I’ve been so convinced of my need for spiritual transformation, yet early on I believed we all have this need.
Some spiritual teachings are elitist. They look down on the “great unwashed”, the masses of people who live their lives mired in delusion and governed by sin and passion.
I tried not to think I was special but I struggled to reconcile my strong desire for spiritual change with the disinterest of those around me.
Does everyone need to change? Am I special for realising it? Or are we called to different things in life?
As I grew older I began to see myself as especially needful of spiritual change, as if I was worse off than everyone else and hence more desperate to fix myself.

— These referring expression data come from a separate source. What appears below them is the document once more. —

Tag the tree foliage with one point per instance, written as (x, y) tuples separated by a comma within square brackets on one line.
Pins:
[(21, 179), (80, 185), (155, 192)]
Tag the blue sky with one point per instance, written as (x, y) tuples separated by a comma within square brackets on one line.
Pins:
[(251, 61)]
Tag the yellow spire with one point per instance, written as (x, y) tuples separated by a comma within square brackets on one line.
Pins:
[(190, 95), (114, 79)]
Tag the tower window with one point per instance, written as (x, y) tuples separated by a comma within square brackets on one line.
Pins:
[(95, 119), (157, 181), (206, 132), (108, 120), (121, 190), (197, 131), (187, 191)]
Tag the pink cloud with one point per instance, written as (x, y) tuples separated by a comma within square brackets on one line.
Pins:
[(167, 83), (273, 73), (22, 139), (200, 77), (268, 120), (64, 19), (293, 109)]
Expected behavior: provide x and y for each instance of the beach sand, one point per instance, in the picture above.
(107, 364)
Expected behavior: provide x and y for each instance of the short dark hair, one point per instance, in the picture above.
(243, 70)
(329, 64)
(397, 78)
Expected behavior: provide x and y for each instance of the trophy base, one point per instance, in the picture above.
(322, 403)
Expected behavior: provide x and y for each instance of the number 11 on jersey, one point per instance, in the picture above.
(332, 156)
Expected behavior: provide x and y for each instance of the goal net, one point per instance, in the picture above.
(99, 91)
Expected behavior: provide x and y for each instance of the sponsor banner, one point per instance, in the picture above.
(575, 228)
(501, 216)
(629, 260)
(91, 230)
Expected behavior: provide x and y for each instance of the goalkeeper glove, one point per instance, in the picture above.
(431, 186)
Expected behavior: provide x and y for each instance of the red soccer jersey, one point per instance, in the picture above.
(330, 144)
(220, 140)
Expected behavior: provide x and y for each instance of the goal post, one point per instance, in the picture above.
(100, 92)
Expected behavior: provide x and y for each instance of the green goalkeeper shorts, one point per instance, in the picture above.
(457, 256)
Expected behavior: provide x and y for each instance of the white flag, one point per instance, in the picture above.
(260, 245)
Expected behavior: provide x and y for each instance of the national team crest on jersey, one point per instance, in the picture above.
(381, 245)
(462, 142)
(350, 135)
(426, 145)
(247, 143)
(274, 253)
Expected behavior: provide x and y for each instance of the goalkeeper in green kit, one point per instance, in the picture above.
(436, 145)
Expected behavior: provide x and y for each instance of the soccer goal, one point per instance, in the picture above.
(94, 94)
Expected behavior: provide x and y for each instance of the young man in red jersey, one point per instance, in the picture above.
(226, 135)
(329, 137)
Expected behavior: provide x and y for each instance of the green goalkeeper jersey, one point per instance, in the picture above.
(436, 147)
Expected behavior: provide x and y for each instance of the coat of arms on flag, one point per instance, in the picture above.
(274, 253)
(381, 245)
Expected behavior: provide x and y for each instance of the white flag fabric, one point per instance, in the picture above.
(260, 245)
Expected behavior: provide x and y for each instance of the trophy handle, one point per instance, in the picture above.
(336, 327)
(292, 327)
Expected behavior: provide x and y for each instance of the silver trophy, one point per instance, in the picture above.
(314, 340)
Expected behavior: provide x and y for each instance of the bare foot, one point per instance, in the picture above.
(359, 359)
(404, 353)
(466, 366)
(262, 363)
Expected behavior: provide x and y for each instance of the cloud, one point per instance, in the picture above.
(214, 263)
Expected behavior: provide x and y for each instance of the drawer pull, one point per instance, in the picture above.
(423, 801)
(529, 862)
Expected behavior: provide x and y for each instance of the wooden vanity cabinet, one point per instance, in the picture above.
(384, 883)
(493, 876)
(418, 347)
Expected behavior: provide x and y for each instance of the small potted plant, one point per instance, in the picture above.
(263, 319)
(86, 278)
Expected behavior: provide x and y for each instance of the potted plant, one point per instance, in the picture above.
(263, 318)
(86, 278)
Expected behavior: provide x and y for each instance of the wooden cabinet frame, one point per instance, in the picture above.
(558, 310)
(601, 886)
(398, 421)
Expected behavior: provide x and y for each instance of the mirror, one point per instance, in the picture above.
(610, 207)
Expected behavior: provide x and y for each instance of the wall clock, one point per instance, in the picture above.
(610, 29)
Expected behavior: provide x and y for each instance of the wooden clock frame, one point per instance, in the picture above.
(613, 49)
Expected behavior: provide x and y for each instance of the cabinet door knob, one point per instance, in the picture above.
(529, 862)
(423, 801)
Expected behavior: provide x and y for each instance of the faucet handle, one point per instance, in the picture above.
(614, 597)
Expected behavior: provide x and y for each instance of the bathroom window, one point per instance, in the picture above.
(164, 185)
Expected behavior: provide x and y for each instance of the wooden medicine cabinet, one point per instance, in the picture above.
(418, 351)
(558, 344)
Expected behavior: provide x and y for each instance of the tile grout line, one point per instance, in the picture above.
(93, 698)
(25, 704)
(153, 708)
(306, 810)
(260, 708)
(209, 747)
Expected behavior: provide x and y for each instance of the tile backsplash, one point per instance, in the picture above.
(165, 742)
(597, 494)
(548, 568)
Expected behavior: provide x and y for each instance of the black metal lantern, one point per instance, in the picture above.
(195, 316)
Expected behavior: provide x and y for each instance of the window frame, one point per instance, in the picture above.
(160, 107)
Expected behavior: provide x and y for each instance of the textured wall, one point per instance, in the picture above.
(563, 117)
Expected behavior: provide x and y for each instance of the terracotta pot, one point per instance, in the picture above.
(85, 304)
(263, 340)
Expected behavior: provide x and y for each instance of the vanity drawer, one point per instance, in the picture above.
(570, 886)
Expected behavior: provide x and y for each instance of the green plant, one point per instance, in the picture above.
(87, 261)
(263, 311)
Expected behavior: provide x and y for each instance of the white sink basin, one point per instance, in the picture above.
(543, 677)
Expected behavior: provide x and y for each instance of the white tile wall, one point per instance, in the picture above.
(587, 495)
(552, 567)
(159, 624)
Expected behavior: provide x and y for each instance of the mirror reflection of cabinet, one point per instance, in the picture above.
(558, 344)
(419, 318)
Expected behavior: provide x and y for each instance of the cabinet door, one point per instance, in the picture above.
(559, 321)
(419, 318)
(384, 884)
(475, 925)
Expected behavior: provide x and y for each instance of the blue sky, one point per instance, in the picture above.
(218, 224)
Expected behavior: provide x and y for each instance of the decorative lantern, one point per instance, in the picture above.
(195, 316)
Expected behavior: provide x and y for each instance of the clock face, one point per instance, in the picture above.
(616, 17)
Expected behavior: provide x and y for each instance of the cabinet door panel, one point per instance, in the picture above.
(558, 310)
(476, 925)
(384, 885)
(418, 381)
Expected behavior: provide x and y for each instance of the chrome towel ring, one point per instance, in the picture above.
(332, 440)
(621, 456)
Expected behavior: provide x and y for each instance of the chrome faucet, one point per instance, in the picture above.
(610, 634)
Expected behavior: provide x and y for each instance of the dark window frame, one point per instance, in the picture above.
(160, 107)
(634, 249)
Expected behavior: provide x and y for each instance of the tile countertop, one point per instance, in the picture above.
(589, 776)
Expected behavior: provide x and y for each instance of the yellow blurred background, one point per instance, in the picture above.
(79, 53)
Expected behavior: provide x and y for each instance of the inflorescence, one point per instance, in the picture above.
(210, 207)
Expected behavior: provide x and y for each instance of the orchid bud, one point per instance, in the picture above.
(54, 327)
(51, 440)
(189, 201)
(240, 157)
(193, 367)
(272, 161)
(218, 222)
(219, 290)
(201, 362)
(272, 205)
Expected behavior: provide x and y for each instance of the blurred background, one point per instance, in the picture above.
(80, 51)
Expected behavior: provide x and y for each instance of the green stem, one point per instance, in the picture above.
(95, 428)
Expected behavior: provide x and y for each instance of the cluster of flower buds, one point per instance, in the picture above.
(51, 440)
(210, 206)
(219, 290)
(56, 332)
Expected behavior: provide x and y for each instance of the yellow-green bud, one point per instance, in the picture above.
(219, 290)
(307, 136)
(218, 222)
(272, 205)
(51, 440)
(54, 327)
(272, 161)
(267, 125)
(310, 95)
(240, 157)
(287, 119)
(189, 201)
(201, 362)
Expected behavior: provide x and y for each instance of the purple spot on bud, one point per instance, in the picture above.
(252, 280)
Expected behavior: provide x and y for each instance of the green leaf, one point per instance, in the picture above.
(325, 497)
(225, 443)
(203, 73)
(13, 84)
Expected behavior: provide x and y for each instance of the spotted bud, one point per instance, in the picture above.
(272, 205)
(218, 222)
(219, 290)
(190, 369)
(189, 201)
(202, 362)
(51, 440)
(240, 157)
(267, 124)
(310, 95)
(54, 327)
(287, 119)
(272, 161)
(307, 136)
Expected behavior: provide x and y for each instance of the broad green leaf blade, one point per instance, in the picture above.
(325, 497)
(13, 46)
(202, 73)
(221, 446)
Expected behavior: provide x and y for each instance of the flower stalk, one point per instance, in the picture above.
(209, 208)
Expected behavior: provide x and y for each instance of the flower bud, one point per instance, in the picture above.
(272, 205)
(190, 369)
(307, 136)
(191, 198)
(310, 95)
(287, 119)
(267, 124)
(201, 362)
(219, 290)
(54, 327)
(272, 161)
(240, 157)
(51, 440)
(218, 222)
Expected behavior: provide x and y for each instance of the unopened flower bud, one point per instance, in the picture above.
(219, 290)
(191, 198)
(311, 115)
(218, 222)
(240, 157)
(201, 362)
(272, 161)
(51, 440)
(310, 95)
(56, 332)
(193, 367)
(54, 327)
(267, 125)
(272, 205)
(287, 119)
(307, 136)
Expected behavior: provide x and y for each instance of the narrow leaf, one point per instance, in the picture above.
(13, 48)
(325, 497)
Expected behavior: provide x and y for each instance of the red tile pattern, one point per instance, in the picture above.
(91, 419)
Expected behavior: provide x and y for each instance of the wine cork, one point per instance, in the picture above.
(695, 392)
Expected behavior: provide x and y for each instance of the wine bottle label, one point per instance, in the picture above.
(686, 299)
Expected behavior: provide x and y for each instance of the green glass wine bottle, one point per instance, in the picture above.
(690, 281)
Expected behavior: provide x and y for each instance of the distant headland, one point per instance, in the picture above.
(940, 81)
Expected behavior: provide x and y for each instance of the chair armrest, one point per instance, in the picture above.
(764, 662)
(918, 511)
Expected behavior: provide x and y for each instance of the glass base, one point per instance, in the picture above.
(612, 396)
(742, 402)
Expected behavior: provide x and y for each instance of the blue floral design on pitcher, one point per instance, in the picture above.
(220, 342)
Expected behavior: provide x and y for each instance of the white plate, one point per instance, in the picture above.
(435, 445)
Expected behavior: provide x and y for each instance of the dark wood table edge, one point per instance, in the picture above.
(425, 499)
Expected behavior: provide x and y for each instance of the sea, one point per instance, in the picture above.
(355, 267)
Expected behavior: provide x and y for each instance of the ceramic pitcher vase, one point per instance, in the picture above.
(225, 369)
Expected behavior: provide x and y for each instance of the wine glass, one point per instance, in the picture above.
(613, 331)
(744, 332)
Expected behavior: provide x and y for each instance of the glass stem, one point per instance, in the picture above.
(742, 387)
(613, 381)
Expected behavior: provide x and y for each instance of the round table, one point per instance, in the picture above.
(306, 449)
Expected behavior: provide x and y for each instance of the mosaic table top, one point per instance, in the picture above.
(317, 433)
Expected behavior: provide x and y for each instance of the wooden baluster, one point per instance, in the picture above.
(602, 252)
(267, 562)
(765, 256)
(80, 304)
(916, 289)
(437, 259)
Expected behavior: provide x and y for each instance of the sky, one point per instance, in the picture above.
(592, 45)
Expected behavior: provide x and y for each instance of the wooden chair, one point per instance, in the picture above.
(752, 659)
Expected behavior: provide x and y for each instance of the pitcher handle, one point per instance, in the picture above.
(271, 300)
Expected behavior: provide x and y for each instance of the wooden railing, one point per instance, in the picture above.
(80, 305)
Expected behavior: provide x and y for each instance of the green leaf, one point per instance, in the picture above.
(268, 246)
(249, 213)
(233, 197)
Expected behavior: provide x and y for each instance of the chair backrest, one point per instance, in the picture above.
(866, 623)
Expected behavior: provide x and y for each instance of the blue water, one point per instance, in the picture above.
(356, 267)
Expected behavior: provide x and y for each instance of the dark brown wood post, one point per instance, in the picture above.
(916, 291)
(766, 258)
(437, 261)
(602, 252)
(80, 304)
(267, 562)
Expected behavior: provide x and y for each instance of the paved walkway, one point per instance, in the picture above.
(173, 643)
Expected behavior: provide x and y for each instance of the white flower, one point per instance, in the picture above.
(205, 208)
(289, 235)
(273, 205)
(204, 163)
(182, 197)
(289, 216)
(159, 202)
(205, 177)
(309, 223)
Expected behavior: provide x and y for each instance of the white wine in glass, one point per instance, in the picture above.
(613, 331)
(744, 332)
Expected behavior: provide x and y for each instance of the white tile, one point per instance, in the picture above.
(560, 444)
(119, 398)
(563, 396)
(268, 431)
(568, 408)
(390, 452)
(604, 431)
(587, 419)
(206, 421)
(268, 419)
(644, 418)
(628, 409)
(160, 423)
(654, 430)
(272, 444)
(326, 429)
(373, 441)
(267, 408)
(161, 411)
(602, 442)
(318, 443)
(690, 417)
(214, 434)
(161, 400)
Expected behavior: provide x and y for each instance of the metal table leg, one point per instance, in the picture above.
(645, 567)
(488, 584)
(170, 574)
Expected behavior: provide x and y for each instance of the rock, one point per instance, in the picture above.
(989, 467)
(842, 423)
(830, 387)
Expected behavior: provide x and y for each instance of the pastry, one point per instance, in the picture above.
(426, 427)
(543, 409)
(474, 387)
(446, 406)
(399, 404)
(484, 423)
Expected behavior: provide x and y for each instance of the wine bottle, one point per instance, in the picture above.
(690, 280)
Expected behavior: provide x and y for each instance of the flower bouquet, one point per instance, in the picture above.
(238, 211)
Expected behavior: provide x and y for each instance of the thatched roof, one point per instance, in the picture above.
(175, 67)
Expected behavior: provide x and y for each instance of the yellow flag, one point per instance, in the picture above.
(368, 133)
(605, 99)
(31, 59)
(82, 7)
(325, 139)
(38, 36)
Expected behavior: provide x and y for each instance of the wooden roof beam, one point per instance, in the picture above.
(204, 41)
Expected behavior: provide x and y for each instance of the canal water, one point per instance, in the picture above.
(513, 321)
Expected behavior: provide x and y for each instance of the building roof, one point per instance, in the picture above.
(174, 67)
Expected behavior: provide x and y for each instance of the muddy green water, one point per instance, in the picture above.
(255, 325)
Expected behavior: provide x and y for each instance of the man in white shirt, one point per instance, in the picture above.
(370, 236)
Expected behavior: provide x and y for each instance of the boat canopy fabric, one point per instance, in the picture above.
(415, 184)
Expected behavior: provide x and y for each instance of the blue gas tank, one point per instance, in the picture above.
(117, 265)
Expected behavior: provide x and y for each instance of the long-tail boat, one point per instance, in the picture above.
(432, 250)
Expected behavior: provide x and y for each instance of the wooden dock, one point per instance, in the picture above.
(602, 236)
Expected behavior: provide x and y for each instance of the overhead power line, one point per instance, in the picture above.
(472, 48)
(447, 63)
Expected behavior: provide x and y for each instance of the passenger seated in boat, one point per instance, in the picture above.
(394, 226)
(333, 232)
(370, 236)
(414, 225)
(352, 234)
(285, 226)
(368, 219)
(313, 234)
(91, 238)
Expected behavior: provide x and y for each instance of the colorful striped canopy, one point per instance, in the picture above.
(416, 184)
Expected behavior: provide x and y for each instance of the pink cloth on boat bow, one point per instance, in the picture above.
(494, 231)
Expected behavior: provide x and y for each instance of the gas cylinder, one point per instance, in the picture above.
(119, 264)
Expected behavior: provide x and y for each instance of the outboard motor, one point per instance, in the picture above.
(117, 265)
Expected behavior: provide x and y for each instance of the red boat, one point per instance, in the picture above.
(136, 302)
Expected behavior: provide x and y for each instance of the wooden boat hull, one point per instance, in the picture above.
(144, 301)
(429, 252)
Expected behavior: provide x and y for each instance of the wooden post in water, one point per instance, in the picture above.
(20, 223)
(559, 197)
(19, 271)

Judge not lest ye be judged
Anxious to not offend, I concluded that others could live without the spiritual change I needed. But for those closest to me, my expectations remained high.
I’m beginning to see that the inverse of “judge not” is also true: in judging myself as needful of change, I believed others – those closest to me and most receptive – needed to change too.
I’ve ended up seeing some people in my life as works in progress, and wishing they would try harder to improve themselves, just as I am doing.
I’ve taken for granted that they need to heed the same call, listen to the same teachings, commit to the same processes.
But I’ve been wrong about me, so I’m wrong about them too. If I’m perfect as I am then they’re perfect as they are. If I’m in my element (and just need to remember) then they are in their element too.
If all I need is my own love and acceptance then that is all they require to be perfect in my eyes.
And just like that, reality changes. I am able now to see something beautiful that was always there. I am able to appreciate the perfection I was already living in.
To appreciate the people closest to you, you must appreciate yourself first. Stop judging yourself and you can stop judging others too.